La face cachée de la prostitution lausannoise

- La Municipalité de Lausanne veut réduire la zone de prostitution dans ses rues. 
- Si la prostitution de rue est la plus visible, elle représente une part largement minoritaire du marché. 
- Les travailleuses et travailleurs du sexe qui officient dans des hôtels, à la maison ou dans des salons constituent la plus grande part du marché. 

« Le grand public a une image totalement fausse de la prostitution. Il pense souvent qu’elle se cantonne à ce qu’il voit dans la rue. Pourtant, la majorité de l’activité ne se déroule pas du tout ainsi et les filles sont confrontées à des problèmes tout à fait différents.» Ces propos émanent d’Amandine*, une jeune Suissesse qui se prostitue de manière indépendante à Lausanne depuis quelques années. Après avoir vécu une horrible agression (voir encadré), elle s’engage désormais pour que ses collègues puissent avoir une meilleure protection et qu’elles ne soient pas stigmatisées.

Lancer le débat

«Il est vrai que la prostitution de rue est la plus visible dans tous les sens du terme et qu’elle pose des questions politiques très larges qui vont de l’urbanisme à la sécurité. Dès lors, elle est au cœur du débat public alors que, c’est vrai, elle n’est pas majoritaire», reconnaît Léonore Porchet, présidente des Verts lausannois et rapporteuse de la commission sur la prostitution au Conseil communal. La problématique de la prostitution en hôtel ou en salon est en effet absente du débat public, aucune proposition politique n’étant venue esquisser une ébauche de prise en charge du problème.

Pourtant, avec des intermédiaires qui ont pris l’habitude de garder 40% des recettes de celles qui travaillent dans leurs salons, il y aurait matière à lancer un débat plus large.

Une simple recherche sur les sites d’annonces permet de voir l’ampleur de cette offre. Plus de 400 annonces y sont publiées par semaine, rien que sur la région lausannoise.

Avec la réduction de la zone prévue pour la prostitution à Lausanne, le monde associatif et une partie des politiciens se sont inquiétés des risques d’isolement que cela pouvait occasionner aux travailleurs du sexe.

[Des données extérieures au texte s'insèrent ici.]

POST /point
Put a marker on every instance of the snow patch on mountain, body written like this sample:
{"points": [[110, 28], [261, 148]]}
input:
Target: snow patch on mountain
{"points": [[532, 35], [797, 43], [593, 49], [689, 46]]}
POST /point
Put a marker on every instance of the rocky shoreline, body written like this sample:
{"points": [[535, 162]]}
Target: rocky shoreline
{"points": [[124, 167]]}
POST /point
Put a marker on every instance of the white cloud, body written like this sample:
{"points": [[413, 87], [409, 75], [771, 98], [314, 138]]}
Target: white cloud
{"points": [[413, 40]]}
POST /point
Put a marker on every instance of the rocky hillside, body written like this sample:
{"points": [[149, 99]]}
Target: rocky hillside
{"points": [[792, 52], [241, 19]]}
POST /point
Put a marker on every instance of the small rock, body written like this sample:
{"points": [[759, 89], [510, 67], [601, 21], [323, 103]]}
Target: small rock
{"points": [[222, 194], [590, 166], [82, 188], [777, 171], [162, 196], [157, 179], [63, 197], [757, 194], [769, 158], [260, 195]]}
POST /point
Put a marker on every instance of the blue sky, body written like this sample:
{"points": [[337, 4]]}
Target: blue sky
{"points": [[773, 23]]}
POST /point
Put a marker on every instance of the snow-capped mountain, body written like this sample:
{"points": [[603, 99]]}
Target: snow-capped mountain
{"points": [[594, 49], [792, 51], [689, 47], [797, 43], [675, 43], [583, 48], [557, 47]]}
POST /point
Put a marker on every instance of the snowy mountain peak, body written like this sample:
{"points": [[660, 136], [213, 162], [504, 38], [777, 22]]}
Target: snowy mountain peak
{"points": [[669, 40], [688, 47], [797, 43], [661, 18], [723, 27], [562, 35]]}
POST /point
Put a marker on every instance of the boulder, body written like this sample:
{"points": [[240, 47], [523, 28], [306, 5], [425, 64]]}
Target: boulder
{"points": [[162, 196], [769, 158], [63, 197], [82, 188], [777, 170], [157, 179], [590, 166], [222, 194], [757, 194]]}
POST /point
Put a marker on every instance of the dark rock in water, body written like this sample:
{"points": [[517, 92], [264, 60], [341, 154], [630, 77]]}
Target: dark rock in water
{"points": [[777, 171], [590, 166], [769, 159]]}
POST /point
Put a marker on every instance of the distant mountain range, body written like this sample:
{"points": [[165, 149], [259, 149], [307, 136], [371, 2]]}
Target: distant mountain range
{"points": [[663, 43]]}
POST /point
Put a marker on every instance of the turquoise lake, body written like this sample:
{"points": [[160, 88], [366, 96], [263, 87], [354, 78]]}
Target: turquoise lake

Repoussées en périphéries, les personnes exerçant ce métier seraient plus isolées et donc plus exposées à des situations à risques, sans pouvoir appeler au secours en cas de besoin.

Les mêmes risques

Pourtant, c’est exactement ce qu’une bonne partie de celles et ceux qui se prostituent de manière indépendante vivent d’ores et déjà au quotidien. « Puisque la loi interdit de recevoir des clients dans une chambre d’hôtel ou chez soi, nous sommes obligées de nous faire arnaquer dans des salons ou des bars alibis, voire de prendre des risques importants en nous rendant chez les clients ou dans leurs chambres d’hôtel», détaille Amandine. Et, il est vrai qu’entre discours misérabiliste ou purement moral, peu de solutions constructives sont politiquement proposées pour gérer la prostitution. C’est pourquoi l’association «Fleur de pavé» serait en train de travailler sur une proposition de projet de loi, notamment afin de protéger davantage la prostitution indépendante. «Je crois qu’il serait temps que l’on propose même un bâtiment soutenu par la ville pour accueillir les travailleurs et travailleuses du sexe, mais j’ai bien peur qu’une majorité politique sur ce sujet soit difficile à constituer», conclut Léonore Porchet.

Un témoignage inquiétant

Afin de démontrer les risques que les prostituées indépendantes encourent, Amandine raconte:

«Il y a 4 ans j ai eu rendez-vous avec un homme. Après un café dans un lieu public, nous sommes allés chez lui dans sa résidence secondaire. Tout s’est très bien passé, c’était un homme intelligent, un bon boulot, en couple... Il était entré en contact avec moi via une petite annonce dans laquelle je précisais mes prestations et spécifiais ce que je n’étais pas d’accord de faire comme pratiques. J’avais donc bien dis que je ne faisais ni fellation nature, ni sodomie, ni éjaculation faciale. Nous nous sommes revus plusieurs fois. À notre troisième rencontre, il m’a attachée aux quatre coins du lit et m’a bandé les yeux, puis il m’a sodomisée, il a mis son sexe dans ma bouche sans préservatif et a éjaculé dans ma bouche et sur mon visage. Par la suite j ai porté plainte, mais le procureur a classé l’affaire; je n ai jamais été entendue, ni par lui, ni par la police.»